Tarsal Tunnel Syndrome
What You Need to Know
- Symptoms of TTS include shooting pain, numbness, tingling or burning sensation in the foot.
- The problem is more common in people with chronically swollen feet, including those with arthritis or diabetes.
- TTS has also been called posterior tibial neuralgia.
The tarsal tunnel is located on the inside of the ankle, and is formed by the ankle bones and the band of ligaments that stretches across the foot.
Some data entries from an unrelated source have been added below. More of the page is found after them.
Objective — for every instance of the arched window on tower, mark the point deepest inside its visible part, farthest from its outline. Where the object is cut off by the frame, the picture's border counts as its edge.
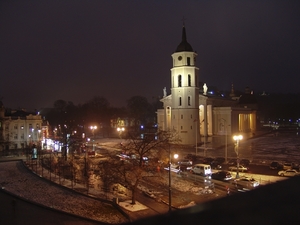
(179, 81)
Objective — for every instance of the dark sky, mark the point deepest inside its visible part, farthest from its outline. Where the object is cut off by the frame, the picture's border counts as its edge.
(75, 50)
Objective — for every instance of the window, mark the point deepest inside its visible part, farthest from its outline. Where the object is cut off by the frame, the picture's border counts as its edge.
(179, 81)
(189, 61)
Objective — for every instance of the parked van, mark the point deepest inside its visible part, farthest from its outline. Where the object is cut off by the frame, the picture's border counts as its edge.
(202, 169)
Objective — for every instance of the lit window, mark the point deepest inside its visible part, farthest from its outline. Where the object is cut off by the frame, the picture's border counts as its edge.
(179, 81)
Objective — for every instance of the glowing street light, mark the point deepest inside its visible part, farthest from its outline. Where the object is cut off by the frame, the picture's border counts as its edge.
(237, 138)
(120, 130)
(93, 128)
(170, 187)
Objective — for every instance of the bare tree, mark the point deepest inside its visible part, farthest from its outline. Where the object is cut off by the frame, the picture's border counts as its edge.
(129, 170)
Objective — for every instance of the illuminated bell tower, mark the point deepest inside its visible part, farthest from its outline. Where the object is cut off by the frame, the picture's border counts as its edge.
(185, 93)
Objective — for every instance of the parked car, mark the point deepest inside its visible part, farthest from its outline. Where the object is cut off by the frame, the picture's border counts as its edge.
(185, 162)
(215, 165)
(232, 162)
(287, 166)
(241, 168)
(275, 165)
(222, 175)
(246, 183)
(208, 160)
(201, 169)
(288, 173)
(220, 160)
(245, 162)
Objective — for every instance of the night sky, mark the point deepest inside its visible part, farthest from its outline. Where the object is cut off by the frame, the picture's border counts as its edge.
(75, 50)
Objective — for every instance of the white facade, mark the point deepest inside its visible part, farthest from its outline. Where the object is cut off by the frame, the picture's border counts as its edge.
(191, 114)
(21, 131)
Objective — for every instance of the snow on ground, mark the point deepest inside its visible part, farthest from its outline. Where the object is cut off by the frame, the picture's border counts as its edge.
(16, 179)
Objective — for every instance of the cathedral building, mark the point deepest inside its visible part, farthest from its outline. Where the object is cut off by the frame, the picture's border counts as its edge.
(191, 111)
(20, 129)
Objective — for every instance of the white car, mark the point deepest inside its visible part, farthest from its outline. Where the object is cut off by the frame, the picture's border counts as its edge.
(246, 183)
(241, 168)
(288, 173)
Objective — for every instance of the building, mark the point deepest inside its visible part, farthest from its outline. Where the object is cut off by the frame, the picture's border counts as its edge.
(192, 111)
(20, 129)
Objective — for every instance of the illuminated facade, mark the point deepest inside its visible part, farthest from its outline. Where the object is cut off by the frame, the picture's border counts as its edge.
(20, 129)
(191, 111)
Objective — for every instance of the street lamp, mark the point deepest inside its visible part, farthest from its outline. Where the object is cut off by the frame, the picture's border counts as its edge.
(170, 190)
(93, 128)
(226, 142)
(237, 138)
(120, 130)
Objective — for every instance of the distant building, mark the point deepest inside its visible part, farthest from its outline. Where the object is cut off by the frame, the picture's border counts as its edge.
(192, 111)
(20, 129)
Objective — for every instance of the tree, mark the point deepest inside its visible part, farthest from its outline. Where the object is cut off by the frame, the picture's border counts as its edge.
(139, 109)
(129, 171)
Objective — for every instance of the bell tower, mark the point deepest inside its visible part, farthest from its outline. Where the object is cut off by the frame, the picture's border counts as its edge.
(185, 92)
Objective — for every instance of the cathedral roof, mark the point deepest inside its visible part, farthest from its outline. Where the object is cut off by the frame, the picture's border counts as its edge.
(184, 46)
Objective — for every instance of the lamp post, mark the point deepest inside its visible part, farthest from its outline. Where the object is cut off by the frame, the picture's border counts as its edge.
(196, 135)
(120, 130)
(170, 186)
(93, 128)
(237, 138)
(226, 141)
Many of the blood vessels, nerves and tendons that provide movement and flexibility to the foot travel through the tarsal tunnel.
Tarsal tunnel syndrome (TTS) is caused by compression of the posterior tibial nerve as it travels through the tarsal tunnel. Compression of the posterior tibial nerve can cause pain, tingling or numbness in the foot.
What causes TTS?
TTS may be caused by any condition that strains or compresses the tibial nerve, including:
Flat feet or fallen arches
Swelling caused by an ankle sprain
A varicose vein, ganglion cyst, swollen tendon or bone spur
Proper diagnosis of TTS requires the expert attention of experienced neurologists and nerve specialists. It is important that the doctor determine the severity of the condition in order to recommend the most appropriate treatment plan, including surgery, if necessary.
A diagnostic workup for TTS may involve:
A comprehensive clinical exam
Complete medical history
Electrical testing (EMG or nerve conduction study)
Nonsurgical treatment for TTS includes anti-inflammatory medications or steroid injections into the tarsal tunnel to relieve pressure and swelling. Braces, splints or other orthotic devices may help reduce pressure on the foot and limit movement that could cause compression on the nerve.
Depending on the severity of the condition, the doctor may ultimately recommend one of several surgical procedures to address the problem, including an operation called tarsal tunnel release.
In tarsal tunnel release, the surgeon creates an opening behind the ankle that extends down to the arch of the foot. The surgeon carefully divides the ligament so it is not pressing against the tibial nerve.